Making lard is simple. Lard is rendered pork fat. You can render it with a saucepan, and a little water, over low heat.There will be pieces of skin and meat bits. These will brown, but not cook down. When the liquid fat is golden, and no white chunks of fat remain, the lard is finished. Strain off the left over browned bits of skin or meat.
After washing a whole piece of fat with water, cut it into 2-3cm (1 inch) blocks.
Put the cut lumps of fat into the saucepan (do not use a wok, use a deep pot).
Add a small bowl of water to the pot and mix well with the fat (it depends on the amount of oil you need to refine, you don’t need to use a lot of water).
Use high heat to boil.
After bringing the water to a boil, reduce the heat to simmer.
Stir slightly to heat the oil evenly (no need to stir after being heated evenly).
When the remaining pieces of meat in the pot shrink into small yellow pieces, all water is boiled off, and the melted fat appears yellow in color, remove the pot from the heat. Be careful not to overcook (do not let it smoke). Be careful that the browned pieces do not burn on the bottom of the pan.
Use fine cheesecloth over a heat proof container to strain the hot liquid fat. Be careful, the fat is hot and will burn you.

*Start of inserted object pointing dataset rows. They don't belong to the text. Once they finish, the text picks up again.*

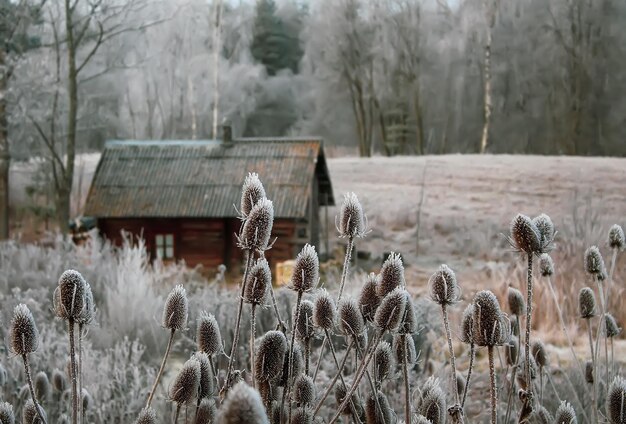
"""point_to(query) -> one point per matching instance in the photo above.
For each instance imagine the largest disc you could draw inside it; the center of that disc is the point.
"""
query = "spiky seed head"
(270, 356)
(324, 311)
(467, 324)
(616, 401)
(259, 282)
(431, 402)
(546, 230)
(542, 416)
(208, 336)
(23, 333)
(443, 286)
(7, 416)
(29, 413)
(617, 240)
(539, 352)
(391, 310)
(398, 349)
(589, 372)
(306, 270)
(546, 265)
(517, 306)
(586, 303)
(492, 327)
(525, 235)
(368, 298)
(382, 363)
(565, 414)
(594, 263)
(304, 321)
(351, 217)
(304, 390)
(302, 416)
(42, 386)
(185, 385)
(206, 412)
(391, 275)
(377, 409)
(610, 326)
(251, 192)
(69, 296)
(242, 405)
(257, 229)
(146, 416)
(350, 318)
(511, 351)
(207, 381)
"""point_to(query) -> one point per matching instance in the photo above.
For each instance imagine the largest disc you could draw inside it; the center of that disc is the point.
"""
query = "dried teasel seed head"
(611, 329)
(491, 326)
(146, 416)
(259, 282)
(391, 275)
(399, 349)
(207, 380)
(617, 240)
(306, 270)
(304, 390)
(29, 413)
(350, 318)
(594, 263)
(42, 386)
(69, 296)
(251, 192)
(539, 352)
(257, 229)
(24, 335)
(391, 310)
(206, 412)
(431, 402)
(324, 310)
(443, 286)
(511, 351)
(565, 414)
(7, 416)
(242, 405)
(525, 235)
(517, 306)
(270, 356)
(586, 303)
(589, 372)
(377, 409)
(546, 265)
(185, 385)
(616, 401)
(208, 336)
(467, 324)
(176, 309)
(546, 230)
(382, 363)
(368, 298)
(304, 321)
(351, 218)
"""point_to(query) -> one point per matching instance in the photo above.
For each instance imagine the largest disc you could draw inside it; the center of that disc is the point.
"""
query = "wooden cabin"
(180, 196)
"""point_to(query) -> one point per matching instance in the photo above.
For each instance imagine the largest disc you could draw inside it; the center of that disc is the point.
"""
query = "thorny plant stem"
(158, 377)
(32, 390)
(73, 369)
(334, 380)
(494, 393)
(233, 349)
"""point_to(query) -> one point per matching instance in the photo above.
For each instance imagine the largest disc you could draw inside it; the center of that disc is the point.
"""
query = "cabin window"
(164, 246)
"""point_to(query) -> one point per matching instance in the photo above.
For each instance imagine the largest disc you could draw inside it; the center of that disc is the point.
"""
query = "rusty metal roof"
(203, 179)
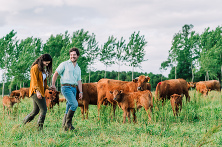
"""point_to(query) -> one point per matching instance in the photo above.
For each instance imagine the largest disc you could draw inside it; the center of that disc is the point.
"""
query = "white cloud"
(158, 20)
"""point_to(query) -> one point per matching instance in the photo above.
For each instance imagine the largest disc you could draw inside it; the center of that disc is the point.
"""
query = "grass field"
(199, 124)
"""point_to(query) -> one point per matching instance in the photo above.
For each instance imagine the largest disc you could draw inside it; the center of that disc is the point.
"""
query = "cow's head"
(142, 82)
(117, 95)
(176, 99)
(16, 99)
(204, 91)
(52, 97)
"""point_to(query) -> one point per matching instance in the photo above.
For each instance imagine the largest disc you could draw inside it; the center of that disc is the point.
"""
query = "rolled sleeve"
(60, 69)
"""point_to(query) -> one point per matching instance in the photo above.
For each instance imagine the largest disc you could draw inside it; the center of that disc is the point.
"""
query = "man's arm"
(55, 75)
(80, 89)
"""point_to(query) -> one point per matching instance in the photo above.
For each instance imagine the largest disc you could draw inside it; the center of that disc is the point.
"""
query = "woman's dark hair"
(74, 49)
(39, 61)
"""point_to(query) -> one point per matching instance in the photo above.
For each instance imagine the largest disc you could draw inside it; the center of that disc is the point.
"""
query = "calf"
(62, 99)
(202, 88)
(127, 101)
(24, 92)
(52, 98)
(89, 97)
(176, 103)
(8, 102)
(15, 93)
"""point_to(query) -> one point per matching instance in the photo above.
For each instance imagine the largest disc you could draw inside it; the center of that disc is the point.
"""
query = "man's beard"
(74, 60)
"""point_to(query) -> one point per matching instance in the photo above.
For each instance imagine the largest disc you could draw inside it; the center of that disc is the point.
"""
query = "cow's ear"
(135, 80)
(148, 79)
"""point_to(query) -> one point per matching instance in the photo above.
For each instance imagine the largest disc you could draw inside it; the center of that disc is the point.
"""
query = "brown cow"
(106, 85)
(191, 85)
(167, 88)
(8, 102)
(89, 97)
(15, 93)
(62, 99)
(141, 85)
(127, 101)
(202, 88)
(176, 103)
(24, 92)
(52, 98)
(213, 85)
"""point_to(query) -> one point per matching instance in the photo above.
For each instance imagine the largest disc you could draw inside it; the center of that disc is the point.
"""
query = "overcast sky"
(157, 20)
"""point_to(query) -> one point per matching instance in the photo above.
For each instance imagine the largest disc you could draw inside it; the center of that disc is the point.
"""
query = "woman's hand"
(80, 96)
(39, 96)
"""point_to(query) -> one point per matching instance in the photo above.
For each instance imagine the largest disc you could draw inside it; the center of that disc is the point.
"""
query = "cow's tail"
(157, 92)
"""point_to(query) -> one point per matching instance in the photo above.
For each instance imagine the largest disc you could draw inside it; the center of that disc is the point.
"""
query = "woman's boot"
(41, 121)
(28, 118)
(68, 125)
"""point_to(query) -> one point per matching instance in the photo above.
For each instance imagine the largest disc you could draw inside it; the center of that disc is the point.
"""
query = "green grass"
(199, 123)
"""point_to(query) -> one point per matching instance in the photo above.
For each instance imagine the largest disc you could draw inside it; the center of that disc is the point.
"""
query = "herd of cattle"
(129, 96)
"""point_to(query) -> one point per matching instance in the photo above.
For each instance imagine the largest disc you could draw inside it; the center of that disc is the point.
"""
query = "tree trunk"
(118, 70)
(132, 72)
(192, 72)
(207, 76)
(175, 72)
(3, 86)
(105, 72)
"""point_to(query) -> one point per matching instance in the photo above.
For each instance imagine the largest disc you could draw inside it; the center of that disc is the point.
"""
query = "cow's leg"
(86, 109)
(128, 115)
(82, 111)
(187, 96)
(114, 110)
(134, 115)
(124, 116)
(99, 102)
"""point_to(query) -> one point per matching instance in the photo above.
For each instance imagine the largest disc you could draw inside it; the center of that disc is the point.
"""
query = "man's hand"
(39, 96)
(80, 96)
(53, 87)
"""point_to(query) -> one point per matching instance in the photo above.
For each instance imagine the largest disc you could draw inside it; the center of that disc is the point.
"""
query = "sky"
(157, 20)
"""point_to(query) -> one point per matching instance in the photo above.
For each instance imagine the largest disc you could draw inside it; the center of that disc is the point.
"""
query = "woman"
(41, 69)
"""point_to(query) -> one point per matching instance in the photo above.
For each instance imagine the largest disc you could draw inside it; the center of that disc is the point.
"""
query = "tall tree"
(28, 50)
(79, 39)
(107, 52)
(91, 52)
(135, 50)
(7, 46)
(120, 48)
(211, 55)
(183, 53)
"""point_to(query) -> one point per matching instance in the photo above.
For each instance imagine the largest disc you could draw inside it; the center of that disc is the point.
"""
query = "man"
(70, 74)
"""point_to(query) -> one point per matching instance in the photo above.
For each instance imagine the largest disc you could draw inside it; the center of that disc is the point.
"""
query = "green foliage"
(198, 124)
(211, 55)
(135, 49)
(183, 53)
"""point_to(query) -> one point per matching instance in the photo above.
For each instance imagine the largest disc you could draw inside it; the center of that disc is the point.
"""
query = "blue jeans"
(69, 93)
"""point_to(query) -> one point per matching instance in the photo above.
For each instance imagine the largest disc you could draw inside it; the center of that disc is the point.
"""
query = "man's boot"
(41, 121)
(68, 124)
(28, 118)
(64, 120)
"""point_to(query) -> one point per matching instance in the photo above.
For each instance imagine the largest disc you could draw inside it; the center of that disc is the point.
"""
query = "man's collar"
(71, 62)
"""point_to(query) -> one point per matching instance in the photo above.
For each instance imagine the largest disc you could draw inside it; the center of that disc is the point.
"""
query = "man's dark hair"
(74, 49)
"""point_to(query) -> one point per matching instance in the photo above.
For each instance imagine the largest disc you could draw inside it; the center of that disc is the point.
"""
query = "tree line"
(192, 56)
(16, 56)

Pour the hot oil into a storage container after cooling, and you are finished.
Notes
Water is added to prevent the meat from being burnt. The water will boil off while the fat cooks down. As the skin and meat pieces begin to brown, watch that they do not burn.
Hot oil may spill out of the pot during the lard cooking process, be careful.
If the fat has skin (or rind) attached, you must separate the pig skin from the fat: frying the skin in the oil will make it pop and sizzle, splashing hot lard!
The rendered oil will be very hot, and it can stick to skin causing burns, let the oil cool before pouring it into the storage container!